Espírito Santo avalia que a divulgação do balanço, que sofreu vários adiamentos, pode sinalizar para uma retomada da credibilidade da estatal junto ao mercado e a seus acionistas brasileiros e internacionais. “Eu acho que sim. A única coisa que o mercado não gosta, em nenhum momento, é de incerteza e insegurança. Mesmo com números muito ruins, se estão sendo apresentados da maneira adequada, você vira a página”.

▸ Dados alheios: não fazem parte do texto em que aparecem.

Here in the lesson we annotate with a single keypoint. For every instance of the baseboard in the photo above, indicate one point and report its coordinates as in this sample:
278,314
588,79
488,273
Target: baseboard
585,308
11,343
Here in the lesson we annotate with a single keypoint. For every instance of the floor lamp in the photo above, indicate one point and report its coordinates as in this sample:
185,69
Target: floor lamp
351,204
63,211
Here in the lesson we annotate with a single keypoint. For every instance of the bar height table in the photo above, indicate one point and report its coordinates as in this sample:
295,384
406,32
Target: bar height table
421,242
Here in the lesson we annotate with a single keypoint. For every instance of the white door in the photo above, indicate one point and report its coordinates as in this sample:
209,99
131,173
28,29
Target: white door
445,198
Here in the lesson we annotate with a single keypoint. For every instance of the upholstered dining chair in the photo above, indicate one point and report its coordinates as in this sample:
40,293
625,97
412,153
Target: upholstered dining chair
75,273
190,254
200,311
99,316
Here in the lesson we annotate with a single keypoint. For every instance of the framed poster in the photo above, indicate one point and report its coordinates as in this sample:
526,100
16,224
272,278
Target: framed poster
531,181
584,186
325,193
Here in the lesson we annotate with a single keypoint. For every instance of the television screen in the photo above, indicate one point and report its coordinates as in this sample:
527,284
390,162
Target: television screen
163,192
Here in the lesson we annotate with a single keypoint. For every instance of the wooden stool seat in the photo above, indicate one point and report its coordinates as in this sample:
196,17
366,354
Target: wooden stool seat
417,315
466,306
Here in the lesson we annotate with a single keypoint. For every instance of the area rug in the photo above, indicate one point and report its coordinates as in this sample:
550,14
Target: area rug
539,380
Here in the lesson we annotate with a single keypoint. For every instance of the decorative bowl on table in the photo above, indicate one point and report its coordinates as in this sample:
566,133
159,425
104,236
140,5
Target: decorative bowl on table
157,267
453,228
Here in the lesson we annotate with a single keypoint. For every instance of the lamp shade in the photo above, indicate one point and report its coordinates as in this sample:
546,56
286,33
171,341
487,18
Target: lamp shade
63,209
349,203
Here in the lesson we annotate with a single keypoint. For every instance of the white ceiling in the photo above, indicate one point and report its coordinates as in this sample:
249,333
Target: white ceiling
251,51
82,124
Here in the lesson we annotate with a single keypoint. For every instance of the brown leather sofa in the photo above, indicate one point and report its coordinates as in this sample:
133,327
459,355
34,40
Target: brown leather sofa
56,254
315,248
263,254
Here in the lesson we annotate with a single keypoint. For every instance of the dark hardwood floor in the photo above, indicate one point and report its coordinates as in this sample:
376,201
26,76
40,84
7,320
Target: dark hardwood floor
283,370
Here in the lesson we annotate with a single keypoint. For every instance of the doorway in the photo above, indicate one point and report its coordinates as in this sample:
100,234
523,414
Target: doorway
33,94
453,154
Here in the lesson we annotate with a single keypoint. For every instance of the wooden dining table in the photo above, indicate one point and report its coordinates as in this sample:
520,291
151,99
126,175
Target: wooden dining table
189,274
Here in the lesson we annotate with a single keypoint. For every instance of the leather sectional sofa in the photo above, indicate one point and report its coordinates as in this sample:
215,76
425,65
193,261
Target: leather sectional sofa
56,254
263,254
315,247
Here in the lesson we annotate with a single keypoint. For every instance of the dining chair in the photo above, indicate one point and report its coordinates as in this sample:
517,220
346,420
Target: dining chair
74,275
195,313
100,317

Ele ponderou, porém, que a estatal vai levar muito tempo para se refazer desse prejuízo. “Ela vai demandar entre três e quatro anos para que resgate tudo isso que aconteceu, inclusive as falcatruas associadas que a Operação Lava Jato está mostrando”, disse. O economista concluiu que, embora a divulgação do balanço seja positiva, a empresa deverá sofrer ainda no curto prazo “eventuais novos possíveis problemas”, como os do Complexo Petroquímico do Rio de Janeiro (Comperj).